Por Karina Fusco
Com presença garantida nos menus de bebidas de bares e restaurantes, a majestosa caipirinha é um verdadeiro ícone da cultura culinária brasileira e um dos maiores atrativos para estrangeiros que pisam em nosso país e querem provar as iguarias locais.
Graças à iniciativa do mestre barman Derivan de Souza na década de 1990, a caipirinha é o primeiro e único coquetel brasileiro na lista oficial da International Bartenders Association (IBA). Sua receita registrada leva um limão macerado com duas colheres de açúcar, uma dose e meia de cachaça branca e gelo.
Mas a história dessa bebida brasileira tem muitos capítulos que remetem a um passado distante. Segundo Rick Anson, professor de História da Gastronomia e de Bebidas da Universidade São Francisco (USF) e pesquisador do tema, a caipirinha tem origem no período colonial escravocrata. “Escravos vindos de Angola e Moçambique, que trabalhavam nas fazendas de cana de açúcar na região do Vale do Paraíba, tinham a permissão para a prática de suas religiões nos folguedos e preparavam uma bebida com a mistura de melaço de cana, cachaça que eles mesmos produziam e suco de limão. Era a protocaipirinha”, afirma.

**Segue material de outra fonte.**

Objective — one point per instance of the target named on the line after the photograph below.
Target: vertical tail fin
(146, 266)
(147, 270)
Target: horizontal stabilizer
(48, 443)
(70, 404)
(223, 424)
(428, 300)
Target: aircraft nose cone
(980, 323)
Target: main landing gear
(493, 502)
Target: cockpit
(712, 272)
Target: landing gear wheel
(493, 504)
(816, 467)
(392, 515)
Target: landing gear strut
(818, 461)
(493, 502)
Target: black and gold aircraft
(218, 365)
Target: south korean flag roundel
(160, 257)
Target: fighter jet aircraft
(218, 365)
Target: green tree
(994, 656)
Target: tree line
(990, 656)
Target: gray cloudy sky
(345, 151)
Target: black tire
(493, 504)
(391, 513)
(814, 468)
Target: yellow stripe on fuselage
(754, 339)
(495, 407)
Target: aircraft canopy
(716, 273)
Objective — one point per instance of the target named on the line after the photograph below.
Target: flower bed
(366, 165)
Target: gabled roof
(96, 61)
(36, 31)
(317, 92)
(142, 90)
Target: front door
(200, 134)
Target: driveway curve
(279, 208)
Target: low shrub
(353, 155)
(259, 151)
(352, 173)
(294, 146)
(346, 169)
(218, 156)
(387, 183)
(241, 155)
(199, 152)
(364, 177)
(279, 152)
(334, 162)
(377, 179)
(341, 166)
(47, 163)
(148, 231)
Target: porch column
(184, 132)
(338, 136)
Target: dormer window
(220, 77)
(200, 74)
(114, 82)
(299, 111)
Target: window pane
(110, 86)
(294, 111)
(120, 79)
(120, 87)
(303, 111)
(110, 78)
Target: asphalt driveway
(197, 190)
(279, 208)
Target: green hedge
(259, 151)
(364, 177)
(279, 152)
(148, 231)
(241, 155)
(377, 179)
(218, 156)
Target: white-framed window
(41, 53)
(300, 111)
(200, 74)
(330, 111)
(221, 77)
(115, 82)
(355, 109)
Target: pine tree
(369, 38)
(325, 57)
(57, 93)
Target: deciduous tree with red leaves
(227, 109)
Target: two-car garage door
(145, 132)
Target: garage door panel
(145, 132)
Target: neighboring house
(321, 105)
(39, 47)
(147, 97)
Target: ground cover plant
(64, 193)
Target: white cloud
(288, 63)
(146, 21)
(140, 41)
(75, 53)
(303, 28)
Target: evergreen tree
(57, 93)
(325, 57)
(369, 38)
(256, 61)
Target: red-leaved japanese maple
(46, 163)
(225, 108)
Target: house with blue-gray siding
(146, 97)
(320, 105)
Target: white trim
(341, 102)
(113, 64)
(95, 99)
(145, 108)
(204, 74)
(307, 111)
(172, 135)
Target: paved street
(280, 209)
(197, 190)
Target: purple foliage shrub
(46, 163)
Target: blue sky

No final do século 19, segundo o pesquisador, com a chegada dos imigrantes europeus, a mistura de cachaça, limão galego macerado, mel de laranjeira e dente de alho, sob a alcunha de “vacina para gripe” era feita para combater os sintomas da doença. “Depois, suprimindo o alho, foi chamada de batida paulista e passou a ser servida em quermesses”, diz.
A receita original e suas variações
Também há história por traz do nome dessa bebida democrática, que frequenta as mesas de todas as camadas sociais de norte a sul do Brasil. “Como pesquisador, atribuo o termo caipirinha a dois fatos: os frequentadores das quermesses falavam “vamos tomar a bebida da caipira”, referindo-se às moças que trabalhavam nas quermesses e serviam o item; e também à referência do homem do campo, que também preparava a batida, ser chamado de caipira”, diz Rick. “A notícia de que a caipirinha faz 100 anos em 2018 é balela”, completa.
A receita passou por ajustes e foi se espalhando por todas as regiões do Brasil, sobretudo onde havia a cultura da cana de açúcar. Atualmente, ao pedir uma caipirinha, o garçom ou barman entendem que o cliente quer consumir a receita original com limão, açúcar, cachaça e gelo. “Se for de outra fruta, o cliente precisa especificar “caipirinha de morango”, exemplifica.
No final do século 20, outras frutas originaram novas versões da bebida. Maracujá, abacaxi, kiwi, morango e tangerina foram entrando na receita e conquistando o paladar dos consumidores. “Também surgiram as variações: preparada com vodca é chamada de caipirosca, com rum ou pisco de caipiríssima e quando leva saquê o nome é saquerinha”, diz o barman Guilherme Araújo, chefe de bar do Banana Café.
Segundo ele, para fugir do comum, ervas e especiarias passaram a dar um toque especial ao preparo. “Hortelã, pimenta dedo de moça, manjericão, capim santo e alecrim são algumas sugestões, mas eles não devem ser macerados junto à fruta”, avisa.
Combinações perfeitas
Seja para petiscar ou em uma refeição, em dias frios ou de calor extremo, a caipirinha é uma companhia perfeita. Entre os pratos que tradicionalmente são harmonizados com ela, a feijoada está no topo das referências. “A caipirinha tradicional é excelente para consumir junto a pratos gordurosos, como a feijoada, já que o ácido do limão ajuda na digestão, quebrando as moléculas de gordura”, explica o professor do Senac, Paulo Pereira de Resende.
Sobre a fama de abrir o apetite, ele afirma que o conceito é verdadeiro, mas não se refere apenas à caipirinha. “Cientistas londrinos descobriram que, ao ingerirmos bebidas alcoólicas, instantaneamente nosso cérebro é alterado para o “modo fome”, o que explica o aumento de apetite. O estudo foi publicado no jornal científico Nature Communications”, relata.
Porém, outras comidas brasileiras como vatapá, baião de dois e sequência de camarão também se harmonizam muito bem com a caipirinha, de acordo com Rick Anson. O que prova mais uma vez que, predileções à parte, a caipirinha ainda será assunto para muitos capítulos de história e reuniões de amigos.